The method effectively samples a uniform angular variable \(\Theta=2\pi U_2\) on the interval \([0,2\pi]\) and a radial variable \(R=\sqrt{-2\ln U_1}\) with a Rayleigh distribution.
The algorithm produces two independent standard normal variables. Of course, as many of us learn in high school, if \(Z\) is a standard normal variable, then the random variable \(X=\sigma Z +\mu\) is a normal variable with mean \(\mu\) and standard deviation \(\sigma>0\) .
The fall of the Box-Muller method
Sadly this method was typically not used, as historically computer processors were slow at doing calculations involving the necessary mathematical functions. To avoid these functions researchers developed and employed other methods such as the ziggurat algorithm.
Also, although processors can now do such calculations much faster, many languages, not just scientific ones, come with functions for generating normal variables. Consequently, there had not been much need in implementing this method.
Update: The return of the Box-Muller method
The above conventional wisdom has changed in recent years as processors can now (on a hardware level) readily evaluate such functions. (I had been waiting to see if certain libraries would be re-written by using the Box-Muller method, but why bother if the old ones work so well?) When I used the term “processors”, I had central processor units (CPUs) in mind, but in recent years graphically processor units (GPUs) have become widely popular.

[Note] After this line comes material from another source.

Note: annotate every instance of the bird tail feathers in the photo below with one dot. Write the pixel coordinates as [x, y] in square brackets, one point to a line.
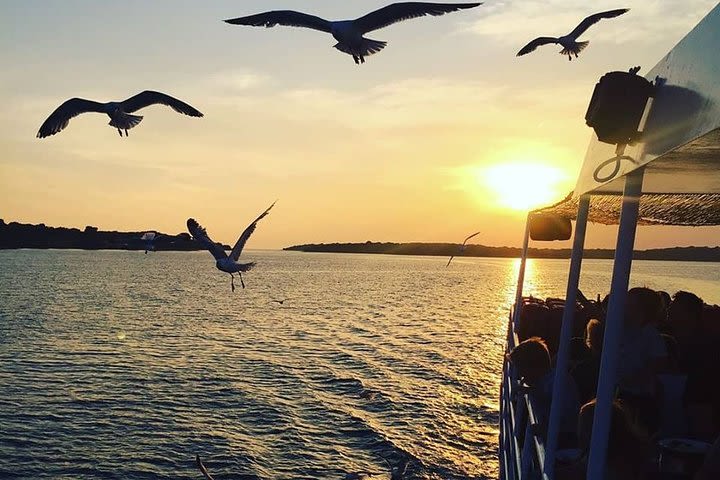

In a comment on this post, it pointed out that the Box-Muller method is the preferred choice for GPUs, as evidenced by its implementation in Nvidia’s CUDA library. The reason is GPUs do not handle well loops and branches in algorithms, so you should use methods that avoid these algorithmic steps. And the Box-Muller method is one that does just that.
The NVDIA website says:
Because GPUs are so sensitive to looping and branching, it turns out that the best choice for the Gaussian transform is actually the venerable Box-Muller transform
Further reading
Websites
Many websites detail this method. Here’s a couple:
- https://mathworld.wolfram.com/Box-MullerTransformation.html
- https://en.wikipedia.org/wiki/Box%E2%80%93Muller_transform
- https://quantgirl.blog/box-muller-and-marsaglia-bray/
For details on implementing this method on Nvidia GPUs, look at this page on the Nvidia website for using the CUDA library:
Papers
The original paper (which is freely available here) is:
- 1958 – Box and Muller, A Note on the Generation of Random Normal Deviates.
Another paper by Muller connects normal variables and the (surface of a) sphere:
- 1959 – Muller, A note on a method for generating points uniformly on n-dimensional spheres.
Books
Many books on stochastic simulation cover the Box-Muller method. The classic book by Devroye with the descriptive title Non-Uniform Random Variate Generation covers this method; see Section 4.1. There’s also the Handbook of Monte Carlo Methods by Kroese, Taimre and Botev; see Section 3.1.2.7. Ripley also covers the method (and he makes a remark with some snark that many people incorrectly spell it the Box-Müller method); see Section 3.1. The book Stochastic Simulation: Algorithms and Analysis by Asmussen and Glynn also mention the method and a variation by Marsaglia; see Examples 2.11 and 2.12.